A lot or a little?
The parents' guide to what's in this movie.
What parents need to know
Parents need to know that Silent Rose is an experimental quasi-documentary that's designed to get young people talking about racial (in)justice. Sketch-comedy TV producer Evan Shapiro (Portlandia) is behind the project, and while this isn't a comedy, the teen "actors" improvise a reenactment of their own lives in school around the 2016 election. The story focuses on how the very few students of color feel about attending a mostly white high school with racism creeping to the forefront during Donald Trump's presidential campaign, the murder of Trayvon Martin in the news, and school shootings affecting the atmosphere on campus. The movie's messages are about the importance of communication and expression, especially when authority is trying to suppress dissent. A subplot follows the school's gun-toting security guard who's anxiously preparing in case an active shooter comes to campus (a lockdown is shown, although students do not look distressed). Teens frequently use strong language ("f--k," "s--t," and more) and are briefly shown vaping and using a hookah.
What's the story?
SILENT ROSE focuses on a Denver high school around the time of the 2016 U.S. presidential election. Shatira Herrera is a senior of mixed race who's attending a mostly white high school. She has a will-they-or-won't-they relationship with Marquel Alexander, one of the school's few black students. As the election ramps up, political attitudes find their way onto the campus -- and into the classroom.
Is it any good?
Emerging documentarian Mitch Dickman has created a time capsule piece here, a reenactment drama that has an innovative concept but a frustrating execution. Filming mostly in black and white, Dickman has former occupants of a real Denver high school -- students, teacher, and principal -- re-enact the campus dynamics surrounding the 2016 presidential election. Whatever technique he used, he managed to pull authentic performances out of non-actors. If you didn't know better, you'd think you were watching a documentary.
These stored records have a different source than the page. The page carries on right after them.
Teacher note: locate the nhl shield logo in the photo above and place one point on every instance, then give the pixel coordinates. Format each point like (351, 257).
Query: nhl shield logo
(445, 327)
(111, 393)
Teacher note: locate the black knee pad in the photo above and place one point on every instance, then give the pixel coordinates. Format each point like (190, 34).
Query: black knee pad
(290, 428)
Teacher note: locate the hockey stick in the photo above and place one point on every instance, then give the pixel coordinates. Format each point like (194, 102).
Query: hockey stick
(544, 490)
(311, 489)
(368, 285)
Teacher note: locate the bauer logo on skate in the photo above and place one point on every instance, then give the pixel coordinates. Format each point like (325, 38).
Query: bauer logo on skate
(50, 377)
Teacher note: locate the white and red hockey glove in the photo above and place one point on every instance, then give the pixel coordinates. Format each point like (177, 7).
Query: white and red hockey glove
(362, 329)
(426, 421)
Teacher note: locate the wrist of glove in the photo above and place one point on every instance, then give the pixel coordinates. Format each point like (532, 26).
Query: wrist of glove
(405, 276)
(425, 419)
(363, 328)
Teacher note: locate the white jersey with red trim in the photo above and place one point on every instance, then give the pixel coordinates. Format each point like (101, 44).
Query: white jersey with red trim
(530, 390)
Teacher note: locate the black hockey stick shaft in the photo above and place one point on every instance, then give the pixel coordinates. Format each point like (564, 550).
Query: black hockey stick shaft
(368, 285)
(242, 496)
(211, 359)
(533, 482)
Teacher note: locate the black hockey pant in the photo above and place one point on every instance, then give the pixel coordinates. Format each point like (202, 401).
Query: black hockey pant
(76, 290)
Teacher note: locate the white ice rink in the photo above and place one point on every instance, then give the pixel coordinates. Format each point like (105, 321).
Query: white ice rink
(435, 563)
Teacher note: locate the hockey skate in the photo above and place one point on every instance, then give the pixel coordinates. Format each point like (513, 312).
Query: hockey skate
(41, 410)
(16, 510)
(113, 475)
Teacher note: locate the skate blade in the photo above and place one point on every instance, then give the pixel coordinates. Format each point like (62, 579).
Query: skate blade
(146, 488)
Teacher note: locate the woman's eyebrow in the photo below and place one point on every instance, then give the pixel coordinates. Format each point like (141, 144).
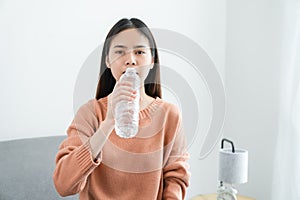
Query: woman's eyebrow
(120, 46)
(125, 47)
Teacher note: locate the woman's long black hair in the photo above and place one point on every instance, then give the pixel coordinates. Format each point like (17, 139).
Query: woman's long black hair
(107, 82)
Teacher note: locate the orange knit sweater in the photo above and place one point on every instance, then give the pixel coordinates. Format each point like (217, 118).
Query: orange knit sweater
(152, 165)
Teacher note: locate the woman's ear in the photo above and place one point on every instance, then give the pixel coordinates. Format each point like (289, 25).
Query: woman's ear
(107, 62)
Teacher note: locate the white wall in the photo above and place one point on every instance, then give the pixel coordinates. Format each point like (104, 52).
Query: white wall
(44, 44)
(254, 30)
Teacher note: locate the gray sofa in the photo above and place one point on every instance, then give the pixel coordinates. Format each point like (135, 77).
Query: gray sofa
(26, 169)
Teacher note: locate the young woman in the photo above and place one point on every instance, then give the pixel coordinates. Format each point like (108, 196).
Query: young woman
(96, 163)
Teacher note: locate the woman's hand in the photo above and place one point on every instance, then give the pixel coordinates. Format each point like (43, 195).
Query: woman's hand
(122, 91)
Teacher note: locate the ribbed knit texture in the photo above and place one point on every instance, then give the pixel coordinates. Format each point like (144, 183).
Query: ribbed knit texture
(151, 165)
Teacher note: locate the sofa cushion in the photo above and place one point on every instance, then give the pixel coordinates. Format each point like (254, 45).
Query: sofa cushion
(26, 169)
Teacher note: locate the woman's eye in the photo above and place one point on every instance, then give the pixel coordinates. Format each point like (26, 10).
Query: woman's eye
(119, 52)
(140, 52)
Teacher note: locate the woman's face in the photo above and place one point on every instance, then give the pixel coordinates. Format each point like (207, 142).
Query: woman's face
(129, 48)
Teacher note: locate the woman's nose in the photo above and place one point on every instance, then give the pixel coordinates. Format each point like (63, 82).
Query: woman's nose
(130, 59)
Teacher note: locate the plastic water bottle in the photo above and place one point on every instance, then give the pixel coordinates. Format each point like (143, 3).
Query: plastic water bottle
(127, 112)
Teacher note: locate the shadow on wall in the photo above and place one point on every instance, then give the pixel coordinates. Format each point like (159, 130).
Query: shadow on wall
(26, 169)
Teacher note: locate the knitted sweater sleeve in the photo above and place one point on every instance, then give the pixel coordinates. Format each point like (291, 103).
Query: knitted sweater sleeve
(175, 173)
(74, 162)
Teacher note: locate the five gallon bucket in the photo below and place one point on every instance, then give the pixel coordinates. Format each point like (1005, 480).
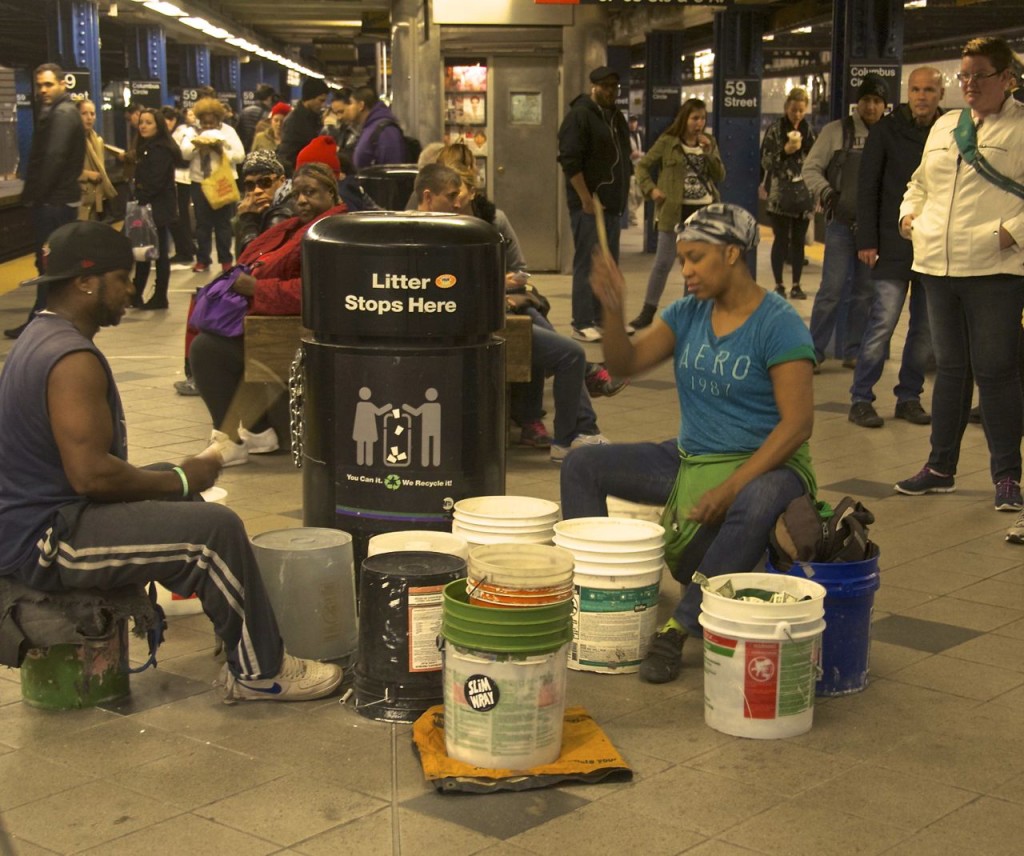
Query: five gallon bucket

But there's a lot in Silent Rose that doesn't hit the mark. The use of black and white detracts from the impact in notable ways. First, some characters' ethnicity is unclear in a story in which that definitely matters. And, second, like it or not, few things turn teens off faster than watching a film in black and white. On the other hand, the cinematography may appeal more to kids than to adults. Faces are only partially in frame -- in one particularly frustrating scene, Shatira swings in and out of frame, while viewers can only see her boyfriend's body and chin. And the first 45 minutes are pretty boring -- things really only pick up the last 10 minutes. This one-hour production seems designed to get teens talking, but it's hard to imagine young people engaging with the film without being forced to by parents or educators. The true value of Silent Rose is to adults who want to understand the impact of school shootings, the ushering in of the Trump era, and the stirrings of activism of high schoolers in the latter half of the 2010s.
Talk to your kids about ...
Parents can talk about Silent Rose's themes of silence and communication. Why do you think the movie is titled Silent Rose? Can you think of current examples of authority figures trying to silence citizens? Did watching the film film inspire you to speak out against anything you think is unjust?
Talk about the impact of Trayvon Martin's murder. How is that incident connected to the experience of students of color attending an economically secure high school? How can educators be more supportive of racial justice -- or do you think that's their role?
How does the worry of school shootings affect the characters in the film? How do you feel about metal detectors and armed security guards in schools? Do you think gun violence can be prevented in schools? Teens: Do you feel safe at school?
In the present-day wrap-up, Shatira indicates that she doesn't know how to approach the carefree life that 20-somethings are "supposed" to live, and that she's more worried about the future than death. What are your own feelings about the current status of the world for your people -- and your thoughts about the future?
One interviewee says that the conservative-leaning students attending the movie's dominantly liberal school seem to double down on their ideology as a defense mechanism. And the film revolves around how non-white students of color feel attending a mostly white school. How are these two different types of groups similar and different in how they feel about being "outnumbered"? What's the importance of feeling like you belong? How is that need intensified in a school setting?